She figured the seeds were dispersed from her bird feeder by sparrows, finches, cardinals, pigeons, doves, blackbirds and a squirrel from The Elms that comes every morning via powerline.

She knows when the birds come because they sing. Her cats, the home’s namesake, watch from the window.

“There’s no rhyme or reason,” Michelle said about her garden, “I just plant.”

Her family has been, without rhyme or reason, planting in Mississippi and Louisiana since the late 1800s. On a grant from the British Crown, her great-grandfather moved to a farm in Athens, Louisiana, from Windsor, U.K., after a career as Queen Victoria’s personal bodyguard.

Michelle’s grandmother kept a garden on her family’s 40-acre farm near Monroe, Louisiana. They lived five miles outside of town, and people would drive out on Sunday afternoons to look at her flowers.

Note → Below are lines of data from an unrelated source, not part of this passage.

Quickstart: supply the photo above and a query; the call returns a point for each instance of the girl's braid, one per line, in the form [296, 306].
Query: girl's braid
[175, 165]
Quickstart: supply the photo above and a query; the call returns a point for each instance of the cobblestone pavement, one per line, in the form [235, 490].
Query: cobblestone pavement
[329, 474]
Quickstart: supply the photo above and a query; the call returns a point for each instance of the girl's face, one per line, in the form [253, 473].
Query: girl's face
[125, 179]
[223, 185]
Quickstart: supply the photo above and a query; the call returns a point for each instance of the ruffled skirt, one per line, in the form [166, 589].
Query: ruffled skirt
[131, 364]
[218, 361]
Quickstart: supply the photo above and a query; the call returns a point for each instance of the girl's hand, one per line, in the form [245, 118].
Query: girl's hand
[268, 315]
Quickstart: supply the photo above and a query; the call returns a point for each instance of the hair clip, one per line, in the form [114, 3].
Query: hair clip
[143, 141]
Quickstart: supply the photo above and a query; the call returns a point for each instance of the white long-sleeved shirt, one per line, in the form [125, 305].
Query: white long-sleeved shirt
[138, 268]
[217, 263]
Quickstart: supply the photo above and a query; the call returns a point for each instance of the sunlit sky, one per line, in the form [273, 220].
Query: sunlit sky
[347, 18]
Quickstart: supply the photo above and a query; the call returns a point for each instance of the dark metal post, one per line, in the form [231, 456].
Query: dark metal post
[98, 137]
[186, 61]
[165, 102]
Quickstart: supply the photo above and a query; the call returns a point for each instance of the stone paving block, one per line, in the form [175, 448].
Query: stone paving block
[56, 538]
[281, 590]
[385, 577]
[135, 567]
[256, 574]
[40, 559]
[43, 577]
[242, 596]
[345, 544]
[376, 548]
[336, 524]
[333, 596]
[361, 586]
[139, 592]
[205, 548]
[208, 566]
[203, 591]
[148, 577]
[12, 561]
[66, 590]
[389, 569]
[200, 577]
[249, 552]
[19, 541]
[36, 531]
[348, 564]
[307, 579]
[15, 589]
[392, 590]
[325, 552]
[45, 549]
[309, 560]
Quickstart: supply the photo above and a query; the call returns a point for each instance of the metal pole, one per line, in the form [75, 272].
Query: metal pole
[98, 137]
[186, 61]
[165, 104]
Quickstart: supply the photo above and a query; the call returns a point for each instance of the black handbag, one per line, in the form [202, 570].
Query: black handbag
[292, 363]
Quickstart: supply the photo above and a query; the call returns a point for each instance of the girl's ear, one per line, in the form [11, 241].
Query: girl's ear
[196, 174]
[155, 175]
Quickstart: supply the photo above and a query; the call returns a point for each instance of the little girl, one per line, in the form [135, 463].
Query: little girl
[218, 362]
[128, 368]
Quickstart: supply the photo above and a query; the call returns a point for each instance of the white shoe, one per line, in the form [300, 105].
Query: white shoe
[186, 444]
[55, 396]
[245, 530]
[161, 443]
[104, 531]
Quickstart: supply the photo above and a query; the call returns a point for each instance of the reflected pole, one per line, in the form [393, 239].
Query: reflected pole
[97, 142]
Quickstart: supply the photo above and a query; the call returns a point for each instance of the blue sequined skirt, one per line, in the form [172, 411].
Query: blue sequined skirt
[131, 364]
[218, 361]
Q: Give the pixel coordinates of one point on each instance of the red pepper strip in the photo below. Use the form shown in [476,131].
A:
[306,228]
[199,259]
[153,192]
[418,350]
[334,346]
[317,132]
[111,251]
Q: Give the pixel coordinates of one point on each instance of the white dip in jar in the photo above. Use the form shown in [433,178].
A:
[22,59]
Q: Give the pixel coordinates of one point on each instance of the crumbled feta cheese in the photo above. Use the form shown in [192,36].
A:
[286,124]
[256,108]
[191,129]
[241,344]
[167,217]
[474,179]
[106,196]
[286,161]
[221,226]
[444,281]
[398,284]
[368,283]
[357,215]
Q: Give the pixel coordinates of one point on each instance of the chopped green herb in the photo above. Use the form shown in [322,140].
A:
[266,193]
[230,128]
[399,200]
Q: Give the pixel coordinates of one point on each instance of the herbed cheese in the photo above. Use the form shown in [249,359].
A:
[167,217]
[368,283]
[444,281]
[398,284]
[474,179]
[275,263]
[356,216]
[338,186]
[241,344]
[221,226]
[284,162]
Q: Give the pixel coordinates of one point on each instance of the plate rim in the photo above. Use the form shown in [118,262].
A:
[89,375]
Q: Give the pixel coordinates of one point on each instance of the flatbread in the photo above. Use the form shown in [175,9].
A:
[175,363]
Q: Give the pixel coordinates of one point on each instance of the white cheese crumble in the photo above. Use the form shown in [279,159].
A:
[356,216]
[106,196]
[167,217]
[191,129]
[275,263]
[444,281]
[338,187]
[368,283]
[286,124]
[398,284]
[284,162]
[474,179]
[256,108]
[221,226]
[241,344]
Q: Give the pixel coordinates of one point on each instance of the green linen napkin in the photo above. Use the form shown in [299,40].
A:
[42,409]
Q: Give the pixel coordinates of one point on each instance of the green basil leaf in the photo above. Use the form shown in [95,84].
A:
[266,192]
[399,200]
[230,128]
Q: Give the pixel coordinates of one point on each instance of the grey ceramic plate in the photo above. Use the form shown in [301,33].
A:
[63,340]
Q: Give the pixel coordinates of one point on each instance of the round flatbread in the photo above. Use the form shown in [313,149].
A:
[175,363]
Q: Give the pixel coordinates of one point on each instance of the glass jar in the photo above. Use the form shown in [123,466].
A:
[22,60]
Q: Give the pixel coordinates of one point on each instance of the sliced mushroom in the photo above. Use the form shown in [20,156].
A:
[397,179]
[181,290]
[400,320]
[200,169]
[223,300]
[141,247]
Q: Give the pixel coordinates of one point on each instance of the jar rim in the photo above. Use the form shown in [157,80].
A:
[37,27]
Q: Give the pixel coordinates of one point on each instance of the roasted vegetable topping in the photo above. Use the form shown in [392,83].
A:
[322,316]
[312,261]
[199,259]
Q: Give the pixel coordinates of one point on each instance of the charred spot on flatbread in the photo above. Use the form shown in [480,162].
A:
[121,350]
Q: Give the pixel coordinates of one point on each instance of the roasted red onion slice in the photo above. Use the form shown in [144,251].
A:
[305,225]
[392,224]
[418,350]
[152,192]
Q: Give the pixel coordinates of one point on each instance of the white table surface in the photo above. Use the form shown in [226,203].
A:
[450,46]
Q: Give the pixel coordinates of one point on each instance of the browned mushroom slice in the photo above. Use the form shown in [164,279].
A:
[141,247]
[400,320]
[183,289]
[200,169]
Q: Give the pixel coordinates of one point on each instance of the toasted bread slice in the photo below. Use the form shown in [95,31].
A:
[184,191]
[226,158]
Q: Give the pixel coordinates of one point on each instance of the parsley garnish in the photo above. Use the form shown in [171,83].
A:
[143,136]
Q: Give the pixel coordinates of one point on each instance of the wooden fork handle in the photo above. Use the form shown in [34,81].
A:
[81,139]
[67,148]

There was no Home Depot or Lowe’s to buy seeds or buds.

“Everything she had, she had acquired or people had given her,” Michelle said.

And what she had acquired, she gave to others. Crinum lilies, which Michelle said came from her grandmother’s garden, now grow at Catmandu. She got them when she lived in Nashville, Tennessee, and took them with her when she moved to Asheville, North Carolina, and Covington, Louisiana.

When she and John moved to Natchez, they had to temporarily stay in an apartment before their house was ready.

“I dragged the lilies down in pots and put them on the patio,” she said about the apartment gardening arrangement.

All six of her grandmother’s daughters, called “the sisters,” also grow lilies they got from the garden in Monroe. Michelle has shared them with neighbors and friends, and the people who move into the homes she and John have moved out of.

The inside of her house is filled with plants her sons, Eric and Ivan, have given her.

“The most wonderful plants I have were given to me,” she said. Michelle also said she’s been asking her sons to stop giving her house plants because the upkeep for all of them has become very time-consuming.

Next to Michelle’s row of banana trees and sunflowers, her front gate is woven with Natchez blackberries and roses.

When she was originally planting her garden, she said her son knew she wanted roses. He called her one day when he found some on sale for a dollar at Walmart. It was raining that day when she picked them up.

“We were having the best time,” Michelle said about finding the roses in a rainstorm.

The Natchez blackberries, she said, are popular among people walking by her house.

There’s an old man named Jimmy, Michelle said, who eats them when he walks by. Jimmy once told Michelle it was because his mother grew them when he was young.

John once asked Michelle who he was.

“That’s Jimmy. He’s visiting his mother,” Michelle remembers telling John.